ECLI:NL:CRVB:2019:1173
Centrale Raad van Beroep
- Hoger beroep
- Rechtspraak.nl
Hoger beroep inzake maatwerkvoorziening begeleiding op grond van de Wmo 2015
Op 3 april 2019 heeft de Centrale Raad van Beroep uitspraak gedaan in een hoger beroep tegen een eerdere uitspraak van de rechtbank Noord-Nederland. Het geschil betreft de toekenning van een maatwerkvoorziening voor begeleiding op grond van de Wet maatschappelijke ondersteuning 2015 (Wmo 2015) aan een betrokkene die ondersteuning nodig heeft op het gebied van zelfredzaamheid en participatie. Het college van burgemeester en wethouders van Groningen had eerder besloten dat de betrokkene niet in aanmerking kwam voor deze maatwerkvoorziening, maar na een nieuw besluit op 9 mei 2018 werd de maatwerkvoorziening alsnog toegekend voor vier uur per maand, inclusief administratieve ondersteuning.

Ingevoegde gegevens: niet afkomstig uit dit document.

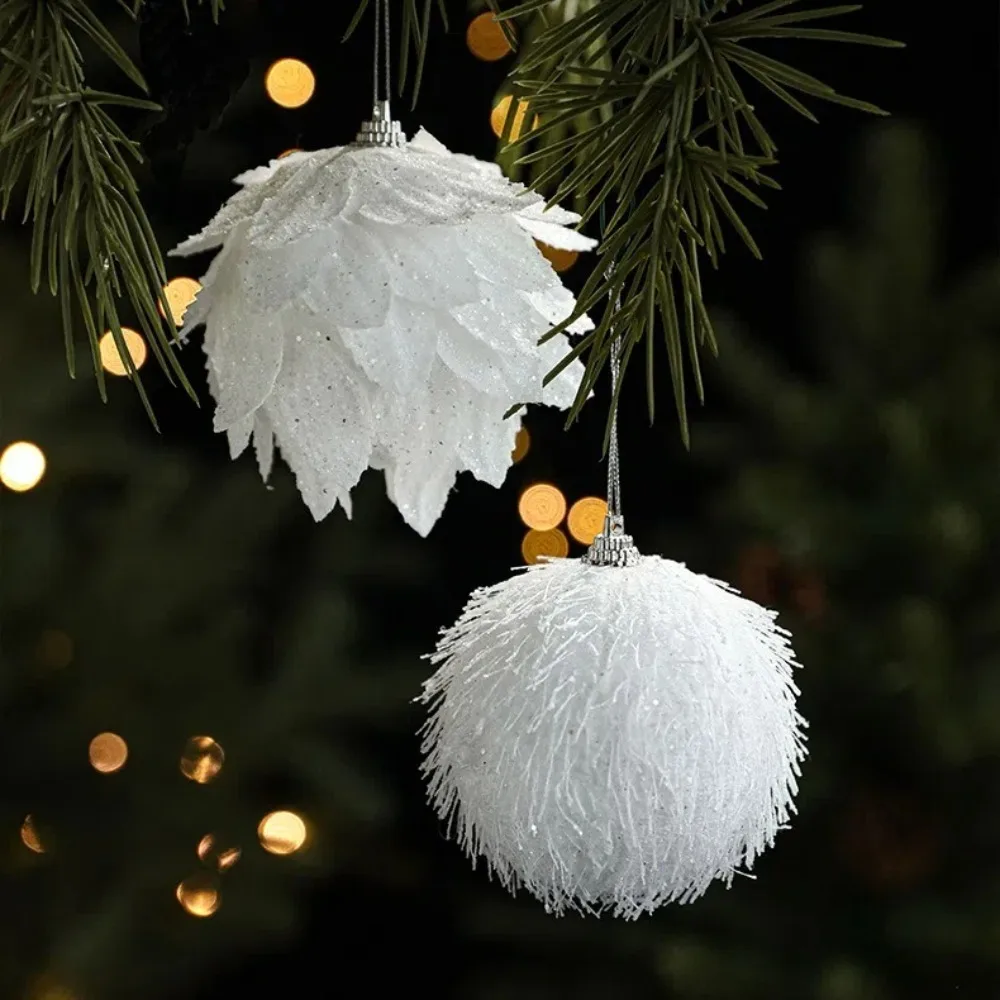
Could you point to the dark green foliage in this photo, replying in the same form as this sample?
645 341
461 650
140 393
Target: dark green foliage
92 241
867 500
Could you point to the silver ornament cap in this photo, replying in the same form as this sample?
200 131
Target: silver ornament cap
381 130
612 547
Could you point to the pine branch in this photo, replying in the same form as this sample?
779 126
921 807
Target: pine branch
92 243
515 163
676 147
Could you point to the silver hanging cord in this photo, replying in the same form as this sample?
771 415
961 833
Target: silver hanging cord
381 130
612 547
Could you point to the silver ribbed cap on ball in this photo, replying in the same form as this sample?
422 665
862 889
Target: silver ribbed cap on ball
612 547
381 130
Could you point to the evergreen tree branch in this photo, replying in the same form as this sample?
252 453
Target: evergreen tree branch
672 141
92 242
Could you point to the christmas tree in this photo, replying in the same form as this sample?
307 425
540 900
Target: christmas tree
210 781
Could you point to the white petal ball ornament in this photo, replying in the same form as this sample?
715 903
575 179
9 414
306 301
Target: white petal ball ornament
613 737
379 305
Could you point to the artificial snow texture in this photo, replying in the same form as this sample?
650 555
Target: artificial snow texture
382 307
613 739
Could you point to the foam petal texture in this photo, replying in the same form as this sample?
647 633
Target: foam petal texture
377 307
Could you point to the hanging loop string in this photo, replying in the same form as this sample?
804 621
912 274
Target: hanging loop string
382 59
375 55
614 465
612 547
381 130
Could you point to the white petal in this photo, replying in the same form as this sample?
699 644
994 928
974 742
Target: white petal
420 491
426 265
398 355
263 443
556 236
503 254
426 143
244 351
322 421
487 444
350 284
473 361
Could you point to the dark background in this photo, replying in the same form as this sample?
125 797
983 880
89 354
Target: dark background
190 591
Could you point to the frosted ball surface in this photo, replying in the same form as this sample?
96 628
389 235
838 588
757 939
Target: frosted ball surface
613 739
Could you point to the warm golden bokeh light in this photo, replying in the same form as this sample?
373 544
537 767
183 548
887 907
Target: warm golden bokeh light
542 506
586 519
29 836
290 83
561 260
108 753
54 650
180 293
498 117
538 545
522 444
228 858
202 759
199 896
111 358
22 466
486 39
282 832
209 853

De Raad heeft vastgesteld dat het college zijn eerdere standpunt niet langer handhaaft en dat er voldoende bewijs is dat de betrokkene concrete beperkingen ondervindt die ondersteuning vereisen. De rechtbank had eerder geoordeeld dat het college onvoldoende had gemotiveerd waarom de betrokkene geen recht had op individuele begeleiding. De Centrale Raad bevestigde deze eerdere uitspraak en oordeelde dat de maatwerkvoorziening die aan de betrokkene is verstrekt, een passende bijdrage is volgens de Wmo 2015. De Raad heeft het college ook veroordeeld tot betaling van de proceskosten van de betrokkene in hoger beroep.
De uitspraak benadrukt het belang van adequate ondersteuning voor mensen met beperkingen en de verplichting van gemeenten om zorgvuldige besluiten te nemen op basis van de individuele situatie van de betrokkene. De uitspraak is openbaar uitgesproken en ondertekend door de voorzitter en de griffier van de Raad.